The angular Argentine shaped the result of a Champions League final, settled an Olympic final and scored to take his country into a World Cup quarter-final. His absence from the Maracana climax with a thigh strain was lamented by all his compatriots invading Rio de Janeiro. Di Maria still made the 10-man Golden Ball short-list for player of the World Cup. For someone considered over-priced, Di Maria has quite a rich resume.
He is also a dedicated professional, still driven by the memory of difficult early days, and the knowledge of his father working in a coal-yard after injury blighted his dream of a career with River Plate. He may even have a point to prove to Real. Panic purchase? Arguably, it is Di Maria taking the risk, moving to a club with no Champions League football.
The general consensus is that United paid too much with a fee of £59.7 million. Only time will tell; if Di Maria settles quickly, and helps lift United into the Champions League positions, he will justified the outlay in one season, let alone via the lucrative merchandising opportunities that will be exploited by United in their usual brisk fashion. United's sponsors will love this signing.
Leaving aside the financial benefits, the recruiting of such a well-known talent should also have an uplifting psychological impact.
All those United fans, tuning in to watch Di Maria illuminate Lisbon, will be thrilled he will now be entertaining them. United have lost their fear factor since Sir Alex Ferguson left; Di Maria could help them on the journey to regaining that swagger. His presence may persuade others to sign. The dressing room will be buzzing with the breaking news.
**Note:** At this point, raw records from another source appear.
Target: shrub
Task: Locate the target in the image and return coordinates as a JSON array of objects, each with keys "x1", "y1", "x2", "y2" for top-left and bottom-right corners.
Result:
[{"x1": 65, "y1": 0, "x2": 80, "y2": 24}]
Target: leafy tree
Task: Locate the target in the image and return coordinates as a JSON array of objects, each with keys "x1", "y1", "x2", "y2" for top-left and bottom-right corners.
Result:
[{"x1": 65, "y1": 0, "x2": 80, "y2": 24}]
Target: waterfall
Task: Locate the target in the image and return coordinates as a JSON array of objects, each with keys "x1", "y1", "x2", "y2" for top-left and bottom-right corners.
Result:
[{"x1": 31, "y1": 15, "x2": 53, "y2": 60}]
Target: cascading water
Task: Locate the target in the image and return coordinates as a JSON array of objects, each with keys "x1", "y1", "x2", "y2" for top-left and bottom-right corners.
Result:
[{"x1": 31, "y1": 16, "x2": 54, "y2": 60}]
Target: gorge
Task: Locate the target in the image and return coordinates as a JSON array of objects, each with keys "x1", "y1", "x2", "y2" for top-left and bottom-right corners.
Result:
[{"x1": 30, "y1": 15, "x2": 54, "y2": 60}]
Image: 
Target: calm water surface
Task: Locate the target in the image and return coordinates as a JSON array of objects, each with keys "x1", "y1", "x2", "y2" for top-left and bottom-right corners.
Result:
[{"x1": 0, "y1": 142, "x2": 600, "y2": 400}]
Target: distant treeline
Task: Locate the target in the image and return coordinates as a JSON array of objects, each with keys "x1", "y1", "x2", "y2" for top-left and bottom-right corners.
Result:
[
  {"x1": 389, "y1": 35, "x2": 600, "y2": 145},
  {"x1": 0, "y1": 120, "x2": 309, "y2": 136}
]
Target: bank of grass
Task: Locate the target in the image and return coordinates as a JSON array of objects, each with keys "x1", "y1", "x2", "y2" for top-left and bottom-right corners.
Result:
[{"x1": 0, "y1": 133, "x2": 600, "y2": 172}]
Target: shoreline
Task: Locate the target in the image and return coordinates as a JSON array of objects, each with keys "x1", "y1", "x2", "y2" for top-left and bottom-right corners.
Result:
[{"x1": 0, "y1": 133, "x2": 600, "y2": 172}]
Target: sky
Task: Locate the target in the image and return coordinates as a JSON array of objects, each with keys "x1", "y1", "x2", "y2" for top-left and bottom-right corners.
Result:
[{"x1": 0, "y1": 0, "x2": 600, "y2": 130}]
The real question about Di Maria should not be why, but where. He can fill a range of tactical roles. He can play wing-back but it seems a waste of his final-third prowess. Di Maria's arrival may see United go back to their roots, unleashing wingers again, and Hallelujah to that. Van Gaal has indicated that his use of 3-5-2 was partly because he questioned the quality of wingers at United with also the subtext that he was waiting for Kevin Strootman to become available, giving United the central powerhouse they so urgently require. The history of the Premier League is traditionally about back-fours, partly because wing-backs can get over-run.
Di Maria offers assorted options, scoring goals through the middle at Benfica as well as when arrowing down the inside-left channel. Yet the lesson of Lisbon in May is that Di Maria shines more on the left.
Comparisons are invidious, and Ryan Giggs was unique, but some of Di Maria's left-sided surges, tricking his way with touch and acceleration around full-backs, echo Giggs.
Wherever Van Gaal plays him, it could mean problems for Juan Mata. If Van Gaal reverted to a 4-3-3/4-2-1-3, with Wayne Rooney playing off Robin van Persie and Di Maria and Adnan Januzaj wide, United would have an attack of goals, creativity and pace.
We should celebrate Di Maria's signing. He adds some welcome additional class to the Premier League, reversing the talent drain to La Liga. It should be a measure of pride that the player who lit up the Champions League is now here but one gutsy, virtuoso display does not make a player a guaranteed success in his next move and certain concerns must be acknowledged.
Di Maria needs to learn English quickly and find the right house for him, his wife, and young daughter ASAP. Manchester is far from Madrid in many ways, and degrees, but there will be familiar faces at United and City to mix with off the field. On it, Di Maria heavily favours his left foot, so much so that he regularly engages in the "Rabona" with left foot wrapped around right to deliver the ball. Premier League defenders will show him on to his right.
Warning: Atletico tried that and Di Maria still took them apart.